I’m speaking in the ‘Consumers and the Cloud’ session at the ‘Powered By Cloud’ conference in London, 2-3 February. I’ll be talking about why Cloud Computing is like the Electricity Utility from a consumer’s point of view, but more interestingly, why it isn’t. If anyone who’s attending wants to talk about Cloud Federation, Policy, Service Agreements etc, then I’m more than willing.

Trusting the Cloud

January 19, 2009

This was originally posted in response to a blog entry by James Urquhart in his insightful ‘The Wisdom of  Clouds’ :

At the moment there’s a clear difference of opinion amongst cloud aficionados on the subject of trust. The Web 2.0 optimists argue that informal trust is good enough. They’ll say “I’ve rarely had a problem with EC2/FlexiScale/Mosso and when I do I just restart my app some time later. Oh, and I get some credits too when that happens”. The business skeptics on the other hand say “How can I expect some third party to take the same care and attention over my critical applications that I do myself? How can I trust someone else not to lose, accidentally expose, or sell my confidential data?”

Trust is often treated in these cloud discussions as if it was a binary property. I either trust ‘the cloud’ or I don’t. But things aren’t as simple in the real world. I might trust James to look after my pint whilst I go to the restroom but not to look after my Porsche (if I had a Porsche, that is).
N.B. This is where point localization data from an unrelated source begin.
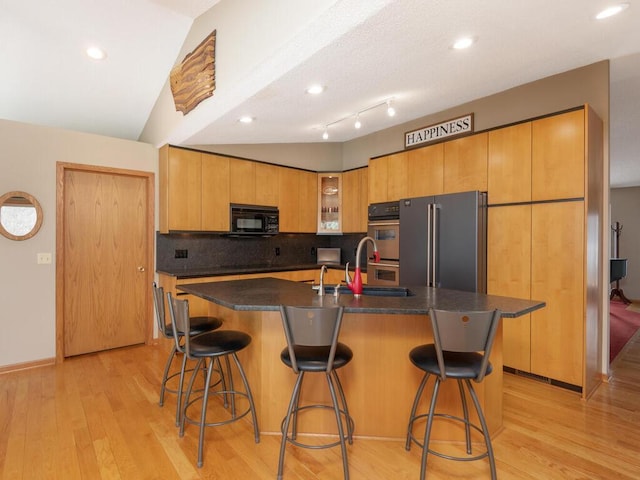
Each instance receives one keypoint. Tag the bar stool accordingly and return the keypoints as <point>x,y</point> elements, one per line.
<point>197,325</point>
<point>461,349</point>
<point>313,347</point>
<point>212,346</point>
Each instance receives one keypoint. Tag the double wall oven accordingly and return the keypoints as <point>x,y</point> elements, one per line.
<point>384,228</point>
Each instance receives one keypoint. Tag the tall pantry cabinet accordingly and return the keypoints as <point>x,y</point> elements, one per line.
<point>545,184</point>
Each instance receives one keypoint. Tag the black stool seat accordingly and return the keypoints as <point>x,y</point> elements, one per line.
<point>456,364</point>
<point>314,359</point>
<point>219,342</point>
<point>461,347</point>
<point>198,325</point>
<point>313,347</point>
<point>211,348</point>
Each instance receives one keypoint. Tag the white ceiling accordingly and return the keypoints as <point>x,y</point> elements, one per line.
<point>363,51</point>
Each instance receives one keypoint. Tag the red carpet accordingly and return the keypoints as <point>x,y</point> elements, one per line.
<point>623,324</point>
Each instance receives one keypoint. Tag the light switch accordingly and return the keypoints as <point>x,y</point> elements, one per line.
<point>44,258</point>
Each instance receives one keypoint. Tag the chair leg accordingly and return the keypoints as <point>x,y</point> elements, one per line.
<point>485,430</point>
<point>185,403</point>
<point>336,409</point>
<point>345,407</point>
<point>183,368</point>
<point>165,375</point>
<point>203,413</point>
<point>416,402</point>
<point>252,406</point>
<point>427,432</point>
<point>293,403</point>
<point>294,428</point>
<point>465,411</point>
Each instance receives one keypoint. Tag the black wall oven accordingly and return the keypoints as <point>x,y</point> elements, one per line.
<point>253,220</point>
<point>384,228</point>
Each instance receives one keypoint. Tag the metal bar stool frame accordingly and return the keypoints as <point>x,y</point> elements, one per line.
<point>212,346</point>
<point>198,325</point>
<point>459,337</point>
<point>321,329</point>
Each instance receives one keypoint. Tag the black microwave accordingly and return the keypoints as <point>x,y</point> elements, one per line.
<point>253,220</point>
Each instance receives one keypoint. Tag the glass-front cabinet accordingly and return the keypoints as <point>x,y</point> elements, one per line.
<point>330,203</point>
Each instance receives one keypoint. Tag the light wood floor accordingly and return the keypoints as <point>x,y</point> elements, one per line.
<point>97,417</point>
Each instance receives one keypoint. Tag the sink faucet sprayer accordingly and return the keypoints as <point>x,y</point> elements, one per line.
<point>356,284</point>
<point>323,269</point>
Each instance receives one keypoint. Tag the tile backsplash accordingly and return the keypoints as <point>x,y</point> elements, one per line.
<point>201,251</point>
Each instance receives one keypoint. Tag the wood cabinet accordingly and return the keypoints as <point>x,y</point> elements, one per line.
<point>558,156</point>
<point>465,164</point>
<point>298,200</point>
<point>543,243</point>
<point>193,190</point>
<point>330,208</point>
<point>355,200</point>
<point>509,274</point>
<point>557,277</point>
<point>425,171</point>
<point>509,164</point>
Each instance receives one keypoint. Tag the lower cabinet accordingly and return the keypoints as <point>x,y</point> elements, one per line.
<point>537,251</point>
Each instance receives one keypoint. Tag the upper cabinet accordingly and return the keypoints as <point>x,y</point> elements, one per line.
<point>558,153</point>
<point>298,202</point>
<point>194,191</point>
<point>509,168</point>
<point>330,195</point>
<point>253,183</point>
<point>465,164</point>
<point>355,200</point>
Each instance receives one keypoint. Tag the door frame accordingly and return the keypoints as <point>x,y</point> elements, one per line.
<point>61,169</point>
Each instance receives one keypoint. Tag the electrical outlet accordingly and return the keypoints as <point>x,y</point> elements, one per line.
<point>44,258</point>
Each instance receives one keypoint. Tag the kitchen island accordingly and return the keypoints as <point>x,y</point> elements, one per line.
<point>380,382</point>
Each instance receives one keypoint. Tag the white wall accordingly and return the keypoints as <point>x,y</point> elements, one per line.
<point>28,163</point>
<point>625,205</point>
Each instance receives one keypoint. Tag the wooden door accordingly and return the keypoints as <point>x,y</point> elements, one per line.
<point>105,259</point>
<point>509,171</point>
<point>557,277</point>
<point>509,274</point>
<point>558,154</point>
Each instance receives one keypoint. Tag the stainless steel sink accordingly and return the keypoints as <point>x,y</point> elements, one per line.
<point>377,291</point>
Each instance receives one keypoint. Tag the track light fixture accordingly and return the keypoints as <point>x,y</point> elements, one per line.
<point>358,124</point>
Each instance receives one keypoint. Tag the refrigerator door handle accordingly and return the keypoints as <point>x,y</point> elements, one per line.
<point>429,244</point>
<point>434,242</point>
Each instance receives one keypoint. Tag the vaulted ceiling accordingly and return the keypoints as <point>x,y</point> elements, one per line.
<point>363,52</point>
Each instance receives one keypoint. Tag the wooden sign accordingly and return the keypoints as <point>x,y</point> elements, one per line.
<point>195,78</point>
<point>451,128</point>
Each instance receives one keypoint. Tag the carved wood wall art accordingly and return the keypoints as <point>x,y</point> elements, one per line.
<point>194,79</point>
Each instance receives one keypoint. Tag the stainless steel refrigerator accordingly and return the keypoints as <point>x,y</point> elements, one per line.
<point>443,241</point>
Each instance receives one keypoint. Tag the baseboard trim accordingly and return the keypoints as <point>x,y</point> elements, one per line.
<point>16,367</point>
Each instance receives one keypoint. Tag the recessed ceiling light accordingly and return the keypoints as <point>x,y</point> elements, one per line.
<point>315,89</point>
<point>462,43</point>
<point>611,11</point>
<point>96,53</point>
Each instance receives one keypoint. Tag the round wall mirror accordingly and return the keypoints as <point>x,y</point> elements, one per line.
<point>20,215</point>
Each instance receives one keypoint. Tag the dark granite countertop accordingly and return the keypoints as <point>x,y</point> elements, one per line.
<point>244,269</point>
<point>264,294</point>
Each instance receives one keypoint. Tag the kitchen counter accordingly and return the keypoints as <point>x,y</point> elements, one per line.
<point>244,269</point>
<point>381,381</point>
<point>264,294</point>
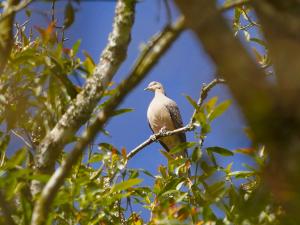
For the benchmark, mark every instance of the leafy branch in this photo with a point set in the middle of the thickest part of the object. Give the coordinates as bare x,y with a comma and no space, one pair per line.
147,60
189,127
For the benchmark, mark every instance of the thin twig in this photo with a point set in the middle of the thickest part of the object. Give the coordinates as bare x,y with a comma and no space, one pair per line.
50,190
22,138
189,127
233,4
13,9
6,211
Whereas I’d trust my colleague Barry with my Porsche but I wouldn’t leave him alone for 5 minutes with my pint. Trust between two individuals / organisations is a function of their previous interactions.

In the business world (and in the pre-nuptial arrangements of the very wealthy) trust is codified in legal contracts and in the legal system that supports those contracts. So, when you ask me if I trust my bank to look after my money then I’d say … (no, wait, that’s a bad example). When you ask me if I trust my airline to deliver the seat I’ve booked then I’d say ‘yes, in the main’. But if they don’t, then I know that there is a contract in place and an audit trail and that there are laws that will result in my being compensated for their failure to deliver. This knowledge bolsters my trust and is ultimately what makes my business with the airline, indeed all business, possible. I don’t think we’ll see broad take-up of cloud infrastructure until we can capture the contractual relationships between cloud customers and vendors (and incidentally I believe that in the cloud this distinction will become increasingly blurred).

At Arjuna we think this can be done by allowing service requirements to be clearly defined and then by constructing service agreements (effectively contracts) between independent parties intended to support those service requirements. (Thomas Bittman of Gartner has recently blogged on how potentially complex some of the requirements might be – ). These agreements need to be very dynamic in nature and to be sufficiently flexible so that they are capable of supporting everything from complex, tightly defined business relationships backed by legal documentation, to the very loose and non-contractual relationships. Once an agreement is in place both parties can then build their own audit trail recording their view of how they and the other party have performed. This knowledge can be used to inform further agreements i.e. build trust, and to help to settle (or avoid) disputes between the parties.

Business requires contracts and, if it means business, then so does the cloud.